Если бы тут были части, хорошо подготовленные к переправе, умеющие
плавать, снабженные хоть какими-то плавсредствами, они бы не только острова,
но и берега достигли в боевом виде и сразу же ринулись бы через протоку на
берег. Но на заречный остров попали люди, уже нахлебавшиеся воды, почти
сплошь утопившие оружие и боеприпасы, умеющие плавать выдержали схватку в
воде пострашнее самого боя с теми, кто не умел плавать и хватался за все и
за всех. Достигнув хоть какой-то суши, опоры под ногами, пережившие панику
люди вцепились в землю и не могли их с места сдвинуть никакие слова, никакая
сила.

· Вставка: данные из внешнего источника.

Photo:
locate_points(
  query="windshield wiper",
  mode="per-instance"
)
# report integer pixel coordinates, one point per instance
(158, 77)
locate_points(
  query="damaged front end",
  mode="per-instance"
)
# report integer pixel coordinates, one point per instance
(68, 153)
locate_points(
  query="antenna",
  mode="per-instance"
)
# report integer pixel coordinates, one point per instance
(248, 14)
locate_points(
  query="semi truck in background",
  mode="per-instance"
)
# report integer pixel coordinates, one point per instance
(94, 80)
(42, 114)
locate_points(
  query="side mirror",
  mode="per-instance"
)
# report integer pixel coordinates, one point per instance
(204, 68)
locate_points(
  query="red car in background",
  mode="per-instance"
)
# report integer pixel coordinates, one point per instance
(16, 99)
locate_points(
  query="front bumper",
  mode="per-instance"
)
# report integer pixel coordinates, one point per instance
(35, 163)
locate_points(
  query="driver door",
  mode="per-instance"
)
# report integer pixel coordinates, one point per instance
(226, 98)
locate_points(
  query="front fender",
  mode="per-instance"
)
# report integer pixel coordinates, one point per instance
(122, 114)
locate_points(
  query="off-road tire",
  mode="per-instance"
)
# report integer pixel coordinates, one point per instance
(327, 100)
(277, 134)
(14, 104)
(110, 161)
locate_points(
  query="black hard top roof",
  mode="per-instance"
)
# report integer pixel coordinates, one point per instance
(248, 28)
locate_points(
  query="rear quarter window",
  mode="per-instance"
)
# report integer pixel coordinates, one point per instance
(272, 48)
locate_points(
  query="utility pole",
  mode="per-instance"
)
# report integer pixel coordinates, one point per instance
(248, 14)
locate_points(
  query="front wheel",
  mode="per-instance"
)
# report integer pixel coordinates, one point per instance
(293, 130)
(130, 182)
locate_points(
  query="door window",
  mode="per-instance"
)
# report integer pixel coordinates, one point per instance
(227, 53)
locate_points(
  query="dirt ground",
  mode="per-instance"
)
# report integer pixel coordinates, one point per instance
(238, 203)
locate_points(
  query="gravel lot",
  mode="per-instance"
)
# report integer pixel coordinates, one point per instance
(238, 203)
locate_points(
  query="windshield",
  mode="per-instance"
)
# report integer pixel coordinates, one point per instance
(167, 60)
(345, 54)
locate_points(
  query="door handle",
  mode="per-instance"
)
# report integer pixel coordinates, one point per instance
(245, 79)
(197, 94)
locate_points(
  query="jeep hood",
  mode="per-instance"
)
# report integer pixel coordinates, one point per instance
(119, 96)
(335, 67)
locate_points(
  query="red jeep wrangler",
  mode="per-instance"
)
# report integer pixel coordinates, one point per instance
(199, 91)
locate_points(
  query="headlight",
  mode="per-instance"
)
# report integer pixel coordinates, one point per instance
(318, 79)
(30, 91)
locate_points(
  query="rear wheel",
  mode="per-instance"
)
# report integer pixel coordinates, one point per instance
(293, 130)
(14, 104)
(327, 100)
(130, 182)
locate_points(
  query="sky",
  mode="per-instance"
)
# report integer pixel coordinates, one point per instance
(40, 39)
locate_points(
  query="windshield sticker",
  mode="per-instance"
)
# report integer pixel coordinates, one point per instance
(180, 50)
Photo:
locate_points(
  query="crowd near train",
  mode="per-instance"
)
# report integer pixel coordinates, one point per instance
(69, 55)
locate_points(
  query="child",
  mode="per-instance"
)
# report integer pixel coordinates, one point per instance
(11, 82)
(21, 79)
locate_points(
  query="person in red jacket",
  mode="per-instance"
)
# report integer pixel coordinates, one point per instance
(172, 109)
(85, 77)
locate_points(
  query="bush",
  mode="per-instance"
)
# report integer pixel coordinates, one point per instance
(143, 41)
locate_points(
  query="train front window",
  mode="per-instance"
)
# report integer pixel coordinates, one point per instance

Над берегом звенел командирский мат, на острове горели кусты, загодя
облитые с самолетов горючей смесью, мечущихся в пламени людей расстреливали
из пулеметов, глушили минами, река все густела и густела от черной каши из
людей, все яростней хлестали орудия, глуша немцев, не давая им поднять
головы. Но противник был хорошо закопан и укрыт, кроме того, уже через
какие-то минуты в небе появились ночные бомбардировщики, развесили фонари
над рекой, начали свою смертоубийственную работу -- они сбрасывали бомбы, и
в свете ракет река поднималась ломкими султанами, оседала с хлестким шумом,
с далеко шлепающимися в реку камнями, осколками, ошметками тряпок и мяса.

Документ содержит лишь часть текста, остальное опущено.